Заведующая жила неподалеку от Петровой, тоже в Ленинском районе, и предложила подкинуть Петрову (тогда еще не Петрову) до дома на автомобиле мужа, который катался неподалеку по своим делам. Петрова согласилась, но муж не мог сразу везти их домой, а должен был еще заехать отдать какой-то долг своему знакомому в гаражи; как водится, сразу мужчины расстаться не могли, а стали о чем-то перетирать, в их разговор вступила и заведующая, Петровой стало скучно сидеть в машине, потому что было очень жарко (все это происходило в августе), и она тоже вышла. Заведующая заметила паренька возле одной из машин, смуглого то ли от загара, то ли от масла, крутящего гайки под капотом, и сразу стала сватать ему Петрову, хотя знала Петрову всего две недели. Для тогдашней Петровой весь процесс этого сватанья напомнил то, как ее мама водила свою кошку на случку к соседскому коту, и звери только шипели и выли друг на друга весь вечер, а потом кошка зачем-то стала метить все углы в своем доме. Первый взгляд Петровой на своего будущего мужа был полон растерянности и враждебности. Петров был младше своей благоверной на три года, и Петровой казалось, что он никак не подходит на роль того, с кем можно прожить всю жизнь. Несмотря на всю, тогда уже проступившую, мизантропию, Петрова все равно имела в виду какой-то идеал в будущем, с которым она собиралась завести ребенка и как-то совместно существовать. Она ожидала, что человек, которого она как бы полюбит, к которому она будет изображать любовь, будет почему-то старше нее, но никак не младше. Петров поначалу вообще показался ей совсем уж молодым, совсем каким-то несерьезным, хотя вроде бы и не шутил, не болтал и был вообще как-то больше замкнут.

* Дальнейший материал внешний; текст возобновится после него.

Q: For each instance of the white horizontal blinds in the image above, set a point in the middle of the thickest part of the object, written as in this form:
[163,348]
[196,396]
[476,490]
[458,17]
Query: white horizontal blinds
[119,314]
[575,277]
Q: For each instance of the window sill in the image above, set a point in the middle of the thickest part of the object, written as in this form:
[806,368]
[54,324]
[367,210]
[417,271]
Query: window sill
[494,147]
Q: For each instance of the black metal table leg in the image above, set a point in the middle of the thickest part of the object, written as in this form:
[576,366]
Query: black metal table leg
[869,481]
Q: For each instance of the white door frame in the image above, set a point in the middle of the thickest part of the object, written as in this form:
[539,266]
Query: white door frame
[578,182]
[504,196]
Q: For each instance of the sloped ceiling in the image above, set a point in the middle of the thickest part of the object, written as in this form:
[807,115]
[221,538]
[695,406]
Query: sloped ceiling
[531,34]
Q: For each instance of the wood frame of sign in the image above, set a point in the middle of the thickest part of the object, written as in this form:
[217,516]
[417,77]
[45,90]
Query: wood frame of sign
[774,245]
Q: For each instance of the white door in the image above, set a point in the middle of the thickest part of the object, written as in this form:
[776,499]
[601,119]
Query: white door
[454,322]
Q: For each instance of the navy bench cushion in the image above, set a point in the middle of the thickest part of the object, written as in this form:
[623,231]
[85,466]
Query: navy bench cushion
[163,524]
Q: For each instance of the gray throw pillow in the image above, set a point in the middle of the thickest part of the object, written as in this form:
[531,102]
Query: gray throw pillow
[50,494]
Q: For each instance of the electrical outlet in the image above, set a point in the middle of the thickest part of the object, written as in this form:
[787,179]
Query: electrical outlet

Старший товарищ Петрова тоже стал всячески подталкивать его к знакомству ободряющими словами про то, что трахаться с одними только машинами с утра до ночи – вредно для здоровья, что рукоблудие – не выход, что надо уже что-то решать и становиться серьезными. Петров смотрел на него совершенно дикими глазами, отчего казался Петровой идиотом, однако, как выяснилось после, именно в те дни какая-то девушка терлась возле Петрова, сообщая, что беременна именно от него, и все было для Петрова как в тумане, и он непрерывно упрекал себя за то, что сошел с верной дороги онанизма на тропу случайного секса. Ситуация с девушкой в итоге разрешилась тем, что беременность оказалась каким-то глупым трюком, а Петрова осталась.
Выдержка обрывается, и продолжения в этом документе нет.